La Fondation pour la défense des démocraties (Foundation for Defense of Democracies-FDD) va plus loin, estimant que tout accord avec l’Iran devrait inclure une interdiction absolue de toute infrastructure d’enrichissement domestique tant que les garanties internationales ne sont pas jugées suffisantes.

Une alternative: l’approvisionnement externalisé

Face aux risques liés à l’enrichissement domestique, nombre de pays préfèrent importer leur combustible nucléaire. Des fournisseurs tels que la Russie, la Chine, la France ou Urenco, assurent une grande partie de l’approvisionnement mondial.

Pour réduire la dépendance stratégique, l’Agence internationale de l’énergie atomique (AIEA) a mis en place une banque de LEU à Oskemen, au Kazakhstan, opérationnelle depuis 2019.

Cette réserve contient environ 90 tonnes de combustible, disponibles en cas de rupture d’approvisionnement commercial. Elle incarne une solution multilatérale permettant aux pays signataires du TNP d’alimenter leurs réacteurs sans infrastructure nationale d’enrichissement.
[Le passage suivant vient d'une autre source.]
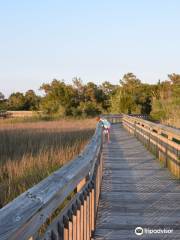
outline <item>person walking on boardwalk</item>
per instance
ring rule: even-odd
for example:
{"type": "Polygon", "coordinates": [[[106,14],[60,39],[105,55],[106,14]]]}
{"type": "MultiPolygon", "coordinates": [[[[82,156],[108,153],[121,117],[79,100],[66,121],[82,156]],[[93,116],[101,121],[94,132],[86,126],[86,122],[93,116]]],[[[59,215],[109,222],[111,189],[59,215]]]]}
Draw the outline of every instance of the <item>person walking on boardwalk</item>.
{"type": "Polygon", "coordinates": [[[100,117],[97,117],[97,121],[101,124],[101,127],[103,128],[103,135],[107,136],[108,143],[110,143],[110,122],[107,119],[100,117]]]}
Le cycle du combustible est de plus en plus transnational: l’uranium extrait au Kazakhstan (représentant 40% de la production mondiale) est parfois enrichi en Russie ou en Chine, transformé ailleurs en combustible, puis exporté à nouveau.

Ce modèle permet à un État de maintenir un programme civil sans avoir à enrichir lui-même, à condition que les chaînes logistiques internationales restent fluides.
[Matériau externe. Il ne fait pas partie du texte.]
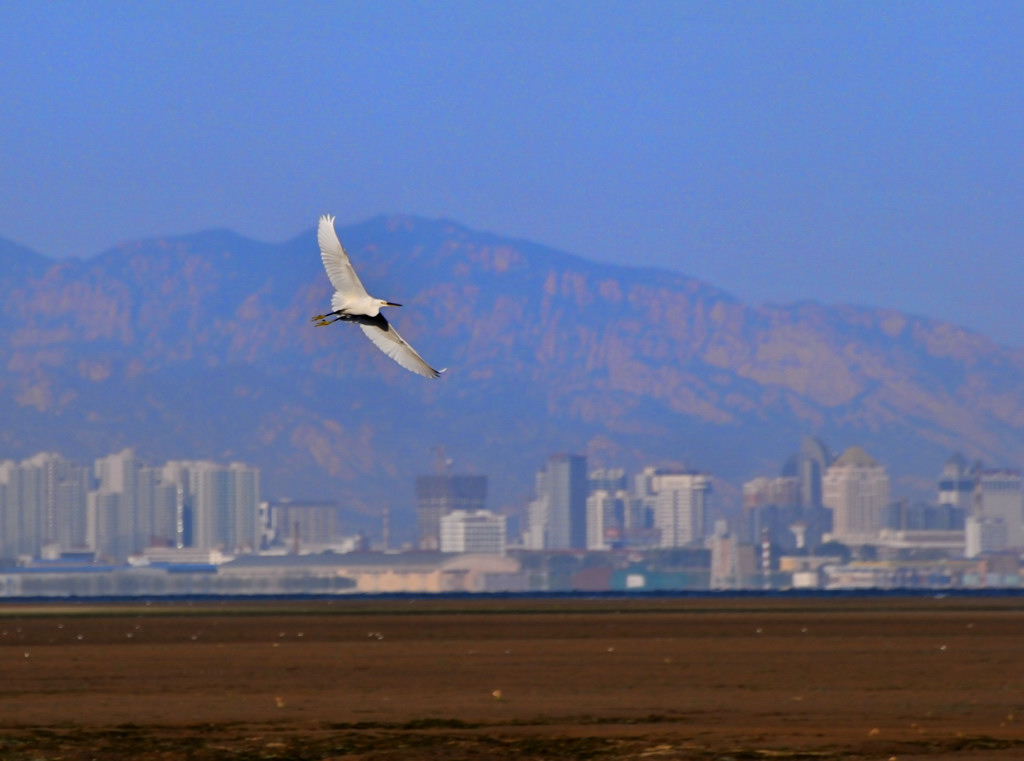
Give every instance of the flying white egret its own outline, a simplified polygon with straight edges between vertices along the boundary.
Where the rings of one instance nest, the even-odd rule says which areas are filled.
[[[398,335],[398,331],[380,313],[381,307],[402,305],[375,299],[366,292],[334,231],[334,217],[328,214],[320,217],[316,239],[320,244],[320,256],[324,260],[327,277],[334,286],[334,295],[331,296],[331,311],[318,314],[313,321],[321,327],[332,322],[359,323],[366,337],[406,370],[427,378],[440,377],[444,370],[435,370],[424,362],[423,357]]]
L’Iran, entre droit et défiance

Le cas iranien illustre les tensions autour de l’enrichissement. Téhéran affirme exercer son droit au nucléaire civil, mais enrichit à des niveaux qui franchissent la ligne rouge.

Selon l’AIEA, les installations de Natanz et Fordo produisent de l’uranium enrichi jusqu’à 60%, ce qui représente une progression technique significative vers les 90%.

Contrairement aux autres puissances nucléaires civiles, l’Iran limite l’accès de ses installations aux inspecteurs internationaux tout en opérant à des taux élevés. Cette opacité alimente la méfiance et affaiblit la distinction entre usage pacifique et programme dissimulé. Le SIPRI alerte: si le TNP devient un outil à géométrie variable, sa légitimité s’érode. Le Hudson Institute rappelle qu’en l’absence de contrôle strict, la tentation militaire peut l’emporter.

Dans un monde polarisé, où la technologie nucléaire reste à la fois promesse énergétique et menace existentielle, la frontière entre civil et militaire n’a jamais été aussi ténue. Le défi des prochaines décennies ne sera pas de savoir qui enrichit, mais comment – et sous quel contrôle. Car si l’atome civil nourrit des nations, il peut aussi, s’il échappe au regard, les faire vaciller.